Note that without power or internet, a hosted VoIP system still functions. Call-flows pointed at regular landline and mobile phone destinations will continue as normal. For this reason, you should configure your system with intelligent forwarding. Ring both VOIP phones and smartphones in a sequence for optimal availability and reachability.

Service Providers

Our proactive efforts are futile without the backing of a reliable VoIP/Internet provider. Reputable providers advertise uptime guarantees. They do so confidently because of failover. Failover refers to the act of switching to a secondary facility should issues arise in the first.

Cheap providers often lack the resources needed for consistent service delivery. Cheap internet plans, for instance, sometimes throttle bandwidth (dampen speeds to reduce usage). Upload/download speed variations is also a common complaint.

The infrastructure used to provide the service may also affect quality. Depending on your confidence in the provider, you may also wish to invest in a failover solution.

Hardware Complications

Issues like registration failures and call droppings count as downtime. In many cases, these issues reside on the user’s side. In other words, your network interrupts the service due to misconfigurations and/or inadequate resources.

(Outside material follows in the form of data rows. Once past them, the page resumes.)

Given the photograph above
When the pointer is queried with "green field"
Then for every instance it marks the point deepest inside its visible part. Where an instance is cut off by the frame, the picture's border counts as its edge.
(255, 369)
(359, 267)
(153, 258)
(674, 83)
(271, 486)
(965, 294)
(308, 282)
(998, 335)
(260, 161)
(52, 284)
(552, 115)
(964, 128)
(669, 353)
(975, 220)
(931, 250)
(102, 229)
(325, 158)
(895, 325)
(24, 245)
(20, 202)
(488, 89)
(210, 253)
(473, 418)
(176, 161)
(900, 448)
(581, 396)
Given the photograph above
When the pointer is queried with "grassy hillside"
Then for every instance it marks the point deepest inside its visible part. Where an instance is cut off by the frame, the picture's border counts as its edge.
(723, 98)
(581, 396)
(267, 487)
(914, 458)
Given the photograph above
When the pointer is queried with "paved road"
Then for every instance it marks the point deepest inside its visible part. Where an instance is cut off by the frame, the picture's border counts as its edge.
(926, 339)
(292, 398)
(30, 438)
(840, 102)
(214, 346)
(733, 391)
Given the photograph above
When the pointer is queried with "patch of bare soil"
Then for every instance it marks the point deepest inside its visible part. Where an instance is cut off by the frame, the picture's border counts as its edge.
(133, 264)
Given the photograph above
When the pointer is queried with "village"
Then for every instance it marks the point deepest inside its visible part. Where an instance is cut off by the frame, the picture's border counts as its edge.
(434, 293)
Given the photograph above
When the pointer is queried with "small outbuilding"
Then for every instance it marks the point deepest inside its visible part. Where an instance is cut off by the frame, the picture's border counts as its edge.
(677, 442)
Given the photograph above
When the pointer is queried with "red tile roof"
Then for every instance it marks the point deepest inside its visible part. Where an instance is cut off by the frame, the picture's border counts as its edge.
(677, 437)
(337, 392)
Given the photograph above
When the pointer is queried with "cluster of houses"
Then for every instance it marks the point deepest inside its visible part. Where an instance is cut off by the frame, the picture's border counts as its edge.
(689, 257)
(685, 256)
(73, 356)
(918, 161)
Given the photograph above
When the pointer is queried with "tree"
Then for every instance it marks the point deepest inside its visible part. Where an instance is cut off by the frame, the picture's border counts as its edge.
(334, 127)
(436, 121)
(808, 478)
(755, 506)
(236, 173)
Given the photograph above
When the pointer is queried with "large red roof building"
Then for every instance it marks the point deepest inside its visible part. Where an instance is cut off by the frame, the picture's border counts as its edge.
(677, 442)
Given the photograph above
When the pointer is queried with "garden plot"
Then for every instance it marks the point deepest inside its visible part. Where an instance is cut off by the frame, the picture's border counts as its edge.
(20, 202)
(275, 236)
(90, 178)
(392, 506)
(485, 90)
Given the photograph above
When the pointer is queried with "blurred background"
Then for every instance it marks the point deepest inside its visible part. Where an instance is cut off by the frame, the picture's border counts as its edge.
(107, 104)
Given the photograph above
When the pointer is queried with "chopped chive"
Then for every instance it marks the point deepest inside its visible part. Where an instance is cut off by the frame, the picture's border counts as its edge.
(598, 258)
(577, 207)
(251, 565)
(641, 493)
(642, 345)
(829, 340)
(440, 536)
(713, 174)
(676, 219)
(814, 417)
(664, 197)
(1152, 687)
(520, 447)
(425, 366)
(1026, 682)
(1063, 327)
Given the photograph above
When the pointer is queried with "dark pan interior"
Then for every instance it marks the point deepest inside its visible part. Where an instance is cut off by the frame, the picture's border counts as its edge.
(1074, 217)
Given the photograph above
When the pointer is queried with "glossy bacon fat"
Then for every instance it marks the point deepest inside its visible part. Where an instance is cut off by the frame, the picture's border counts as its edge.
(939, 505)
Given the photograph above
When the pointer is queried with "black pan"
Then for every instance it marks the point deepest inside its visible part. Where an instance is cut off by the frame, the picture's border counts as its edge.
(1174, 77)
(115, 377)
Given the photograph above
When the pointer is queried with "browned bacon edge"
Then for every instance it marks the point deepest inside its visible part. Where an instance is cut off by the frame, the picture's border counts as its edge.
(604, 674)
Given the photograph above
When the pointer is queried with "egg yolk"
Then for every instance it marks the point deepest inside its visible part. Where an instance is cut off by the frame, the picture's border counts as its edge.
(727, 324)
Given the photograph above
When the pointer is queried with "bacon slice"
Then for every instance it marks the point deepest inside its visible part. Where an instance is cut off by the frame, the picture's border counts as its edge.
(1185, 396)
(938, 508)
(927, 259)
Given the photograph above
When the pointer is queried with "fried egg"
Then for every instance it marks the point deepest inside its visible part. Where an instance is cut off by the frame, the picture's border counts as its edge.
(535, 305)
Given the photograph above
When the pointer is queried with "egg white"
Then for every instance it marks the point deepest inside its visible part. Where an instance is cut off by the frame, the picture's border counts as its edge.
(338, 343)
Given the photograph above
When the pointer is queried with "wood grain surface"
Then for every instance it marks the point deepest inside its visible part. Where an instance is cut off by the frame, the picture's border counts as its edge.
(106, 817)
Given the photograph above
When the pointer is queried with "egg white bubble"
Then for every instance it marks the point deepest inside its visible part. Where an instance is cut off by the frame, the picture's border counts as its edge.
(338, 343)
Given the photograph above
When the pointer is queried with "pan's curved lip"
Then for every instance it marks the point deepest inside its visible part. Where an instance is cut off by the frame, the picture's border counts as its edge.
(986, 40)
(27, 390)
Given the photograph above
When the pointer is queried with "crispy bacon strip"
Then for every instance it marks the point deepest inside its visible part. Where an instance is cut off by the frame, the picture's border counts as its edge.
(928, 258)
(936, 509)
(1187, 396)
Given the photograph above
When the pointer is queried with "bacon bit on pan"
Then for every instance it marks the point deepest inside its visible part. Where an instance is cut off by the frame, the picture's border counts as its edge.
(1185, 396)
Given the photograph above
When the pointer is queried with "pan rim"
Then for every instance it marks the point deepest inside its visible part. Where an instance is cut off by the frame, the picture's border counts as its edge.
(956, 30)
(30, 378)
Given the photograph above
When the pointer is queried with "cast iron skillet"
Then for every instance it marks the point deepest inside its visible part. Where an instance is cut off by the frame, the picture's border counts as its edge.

To avoid internet problems, pick up a sound router with QoS (data prioritization). Such routers will allow you to allocate bandwidth and prevent congestion. In complex networks, Virtual Local Area Networks (VLANs) effectively segment voice data. Doing so might make networking monitoring easier.

Checking the usage and health of your network is a good precautionary step. Collecting metrics on jitter, packet loss and delay can alert you of potential problems. Running regular diagnostics and updates also prevents against performance degradations over time. Plenty of tools exist for automating such processes.